Chi-squared distribution revisited

Today, while reviewing the regression techniques in the ESL book (Element of Statistical Learning, btw this book is pure gold, I highly recommend it!), I stumbled upon the chi-squared distribution. Concretely, the author shows that:

(N-p-1) \hat{\sigma}^2 \sim \sigma^2 \chi^2_N-p-1

a chi-squared distribution with N-p-1 degrees of freedom, with \hat{\sigma}^2 an unbiased estimate of \sigma^2 .

They use these distributional properties to form tests of hypothesis and confidene interval for the parameters \beta_j .

It has been a very long time since I saw the chi-squared ditribution, and of course my understanding of it becomes quite rusty. So I think this is a good chance to revisit this important distribution.

Before talking about the chi-squared distribution, we need to review some notions. First, we have the gamma function:

For \alpha > 0, the gamma function \Gamma(\alpha) is defined by:

\Gamma(\alpha) = \int_0^\infty x^{\alpha-1}e^{-x}dx

and for any positive integer n, we have: \Gamma(n) = (n-1)!.

Now let:

f(x,a) = \frac{x^{\alpha-1}e^{-x}}{\Gamma(\alpha)}  if x \geq 0


f(x,a) = 0 otherwise.

Then f(x,a) \geq 0. The gamma function implies that:

\int_0^\infty f(x,a)dx = \frac{\Gamma(\alpha)}{\Gamma(\alpha)} = 1

Thus f(x,a) satisfies the 2 basic properties of a probability distribution function.

We will now use this function to define the Gamma distribution and then the Chi-squared distribution. 

A continuous random variable X is said to have a Gamma distribution if the pdf of X is:

f(x;\alpha,\beta) = \frac{1}{\beta^\alpha \Gamma(\alpha)} x^{\alpha-1} e^{-x/\beta} for x \geq 0


f(x;\alpha,\beta) = 0 otherwise

where the parameters \alpha and \beta are positive.
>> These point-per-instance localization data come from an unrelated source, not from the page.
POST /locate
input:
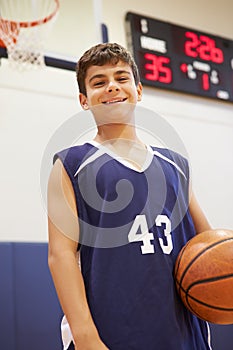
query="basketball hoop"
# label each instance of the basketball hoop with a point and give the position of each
(24, 26)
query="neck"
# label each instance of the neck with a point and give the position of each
(116, 131)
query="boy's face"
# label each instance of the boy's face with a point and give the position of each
(111, 90)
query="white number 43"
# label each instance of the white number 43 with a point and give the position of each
(140, 232)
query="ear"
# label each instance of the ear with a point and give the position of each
(83, 101)
(139, 91)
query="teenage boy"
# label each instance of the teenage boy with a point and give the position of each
(125, 210)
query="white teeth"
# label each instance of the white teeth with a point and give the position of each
(114, 101)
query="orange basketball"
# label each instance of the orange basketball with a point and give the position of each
(204, 276)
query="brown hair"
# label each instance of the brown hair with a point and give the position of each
(101, 54)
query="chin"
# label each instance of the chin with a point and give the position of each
(114, 114)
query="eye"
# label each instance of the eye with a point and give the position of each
(98, 83)
(122, 79)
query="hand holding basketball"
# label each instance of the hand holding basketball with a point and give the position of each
(204, 276)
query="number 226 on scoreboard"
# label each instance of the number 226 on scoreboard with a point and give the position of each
(181, 59)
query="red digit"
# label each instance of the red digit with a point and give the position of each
(191, 45)
(153, 67)
(206, 48)
(166, 71)
(217, 55)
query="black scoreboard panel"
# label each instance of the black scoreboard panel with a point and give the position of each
(181, 59)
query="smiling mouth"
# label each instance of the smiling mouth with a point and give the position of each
(114, 101)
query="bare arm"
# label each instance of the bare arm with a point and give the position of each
(199, 219)
(63, 237)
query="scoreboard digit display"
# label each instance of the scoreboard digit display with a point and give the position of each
(181, 59)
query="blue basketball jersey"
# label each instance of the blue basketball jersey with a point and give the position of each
(133, 223)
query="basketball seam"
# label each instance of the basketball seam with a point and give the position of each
(197, 256)
(207, 280)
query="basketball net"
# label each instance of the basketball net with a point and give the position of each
(24, 27)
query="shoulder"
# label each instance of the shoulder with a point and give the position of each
(174, 159)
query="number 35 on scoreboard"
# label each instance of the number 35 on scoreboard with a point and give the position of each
(178, 58)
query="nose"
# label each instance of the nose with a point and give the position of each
(112, 87)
The standard Gamma distribution has \beta = 1, so the pdf of a standard gamma is given by the f(x,a) given above.

The Gamma distribution is widely used to model the extent of degradation such as corrosion, creep, wear or survival time.

The Gamma distribution is a family of distribution. Both the Exponential distribution and Chi-squared distribution are special case of the Gamma.
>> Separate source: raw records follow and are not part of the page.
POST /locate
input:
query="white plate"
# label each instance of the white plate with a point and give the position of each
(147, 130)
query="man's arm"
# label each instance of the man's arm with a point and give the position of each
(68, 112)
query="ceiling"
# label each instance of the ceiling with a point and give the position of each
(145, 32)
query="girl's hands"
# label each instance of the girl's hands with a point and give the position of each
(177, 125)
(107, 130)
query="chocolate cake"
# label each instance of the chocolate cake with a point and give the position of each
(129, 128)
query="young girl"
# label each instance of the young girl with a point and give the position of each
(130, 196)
As we can see, the gamma distribution takes two arguments. The first (\alpha) defines the shape. If shape is close to zero, the gamma is very similar to the exponential. If shape is large, then the gamma is similar to the chi-squared distribution.
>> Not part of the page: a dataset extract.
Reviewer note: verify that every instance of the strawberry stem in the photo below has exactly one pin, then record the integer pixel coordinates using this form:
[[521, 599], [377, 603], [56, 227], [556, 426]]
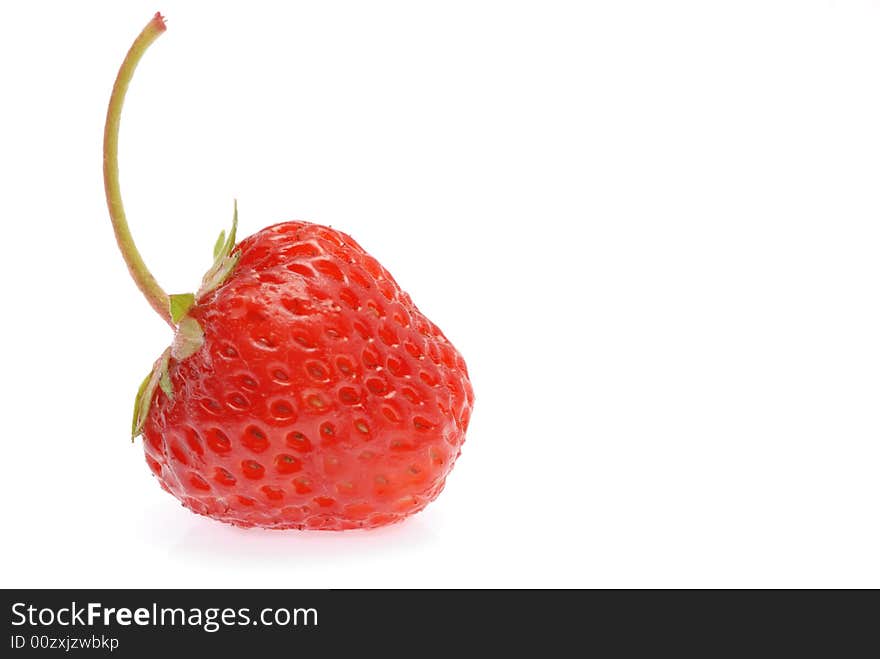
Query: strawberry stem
[[145, 281]]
Now we will define the chi-squared distribution.

Let \nu be a positive integer. Then a random variable X is said to have a chi­-squared distribution with parameter n if the pdf of X is the gamma density with \alpha = \nu /2 and \beta = 2. The pdf of a chi-squared rv is thus:

f(x,\nu) = \frac{1}{2^{\nu/2}\Gamma(\nu/2)}x^{\nu/2}e^{-x/2} for x \geq 0


f(x,\nu) = 0 otherwise

The parameter \nu is called the degrees of freedom df of X.

The chi-squared distribution is important because it is the basis for a number of procedures in statistical inference. The central role played by the chi-squared distribution in inference springs from its relationship to normal distributions. Concretely, the chi-squared distribution is the distribution of a sum of the squares of k independent standard normal random variables. For example, in the case of linear regression, the variable (y_i - \hat{y}_i) follow a normal distribution, thus to model the variance of X, which is the sum of the square of these values, we use a chi-square distribution.

The chi-squared distribution is the foundation of chi-squared tests. There are 2 types:

  • The goodness-of-fit test.
  • The test of independence.

Perhaps we will look at these tests in details in another post.